In the College’s next game against the University of Pennsylvania in the semifinals, the team was outmatched by its opponent for most of the game. The Lions’ best chances came early when they were on a power play or breakaway, while UPenn was quicker and more effective at pressuring throughout.
It took UPenn only five minutes to score in the first period, and did not rest until the second period was nearing conclusion. The Lions’ only goal came from sophomore forward Andrew Lem while the team was still trailing, 3-1.
“We came out sleeping,” Lisciandro said. “We got a lot of young guys. We came into the locker room saying… ‘play our position and everything will go right.’”
The Lions’ chances improved in the second period. Despite being down, the team’s defense picked up and carried the offense. The team seized more opportunities than UPenn, whose offense slowed down and could not convert chances into results like it had in the first 20 minutes.
The next two periods of regulation followed Martin’s momentum philosophy. Sophomore defender Kevin Guns, Hansinger and Lisciandro scored goals to tie the game, 3-3.
Tietjen and Martin then both netted goals to put the Lions in the lead with eight minutes to play in the third quarter.
But with three minutes to go, UPenn caught up and sent the game to overtime.
Lisciandro got a breakaway three minutes into overtime and sniped a shot that not only sent his team to the finals, but also sent every member of the squad onto the ice to celebrate with him and the fans against the rink’s glass.

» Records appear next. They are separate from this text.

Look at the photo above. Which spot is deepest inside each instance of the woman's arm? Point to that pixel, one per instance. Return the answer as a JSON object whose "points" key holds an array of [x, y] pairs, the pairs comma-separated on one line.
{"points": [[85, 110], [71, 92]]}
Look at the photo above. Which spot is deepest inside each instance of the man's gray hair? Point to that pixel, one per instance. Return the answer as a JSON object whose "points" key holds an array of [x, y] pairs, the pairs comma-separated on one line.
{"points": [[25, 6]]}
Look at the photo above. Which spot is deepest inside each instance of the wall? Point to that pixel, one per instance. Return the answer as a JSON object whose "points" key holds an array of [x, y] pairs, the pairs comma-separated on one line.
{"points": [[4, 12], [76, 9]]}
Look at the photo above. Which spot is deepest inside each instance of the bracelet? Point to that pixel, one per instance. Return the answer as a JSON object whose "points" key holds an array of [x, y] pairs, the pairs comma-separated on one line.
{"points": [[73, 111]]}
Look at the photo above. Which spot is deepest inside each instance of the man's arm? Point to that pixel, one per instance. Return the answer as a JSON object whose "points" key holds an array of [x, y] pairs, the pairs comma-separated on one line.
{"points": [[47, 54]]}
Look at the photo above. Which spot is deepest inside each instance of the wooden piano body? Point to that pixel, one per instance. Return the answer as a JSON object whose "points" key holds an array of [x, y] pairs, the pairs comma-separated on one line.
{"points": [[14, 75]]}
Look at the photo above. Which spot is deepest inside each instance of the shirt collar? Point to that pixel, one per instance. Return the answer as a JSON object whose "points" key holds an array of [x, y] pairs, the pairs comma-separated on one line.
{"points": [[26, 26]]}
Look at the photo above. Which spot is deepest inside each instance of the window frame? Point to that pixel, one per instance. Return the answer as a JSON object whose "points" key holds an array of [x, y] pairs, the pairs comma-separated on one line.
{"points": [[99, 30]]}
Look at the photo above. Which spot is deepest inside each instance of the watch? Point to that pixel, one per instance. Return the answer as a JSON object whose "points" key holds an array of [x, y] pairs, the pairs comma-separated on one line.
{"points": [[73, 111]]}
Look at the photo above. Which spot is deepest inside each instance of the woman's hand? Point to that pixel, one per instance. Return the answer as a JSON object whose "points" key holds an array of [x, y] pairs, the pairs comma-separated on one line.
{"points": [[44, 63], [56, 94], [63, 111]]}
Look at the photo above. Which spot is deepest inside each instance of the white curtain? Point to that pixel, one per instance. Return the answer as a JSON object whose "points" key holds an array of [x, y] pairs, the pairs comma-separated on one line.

“I kind of blacked out there,” Lisciandro said. “The puck just popped up to me, took it down and badda-bing, badda-boom — goal… I just looked up (and) shot it.”
Lisciandro added, while still hanging back from the postgame adrenaline, that his team fought hard for its victory.
“We played phenomenal the entire game honestly and we deserved it,” Lisciandro said. “It was a team effort and I think we played unbelievable.”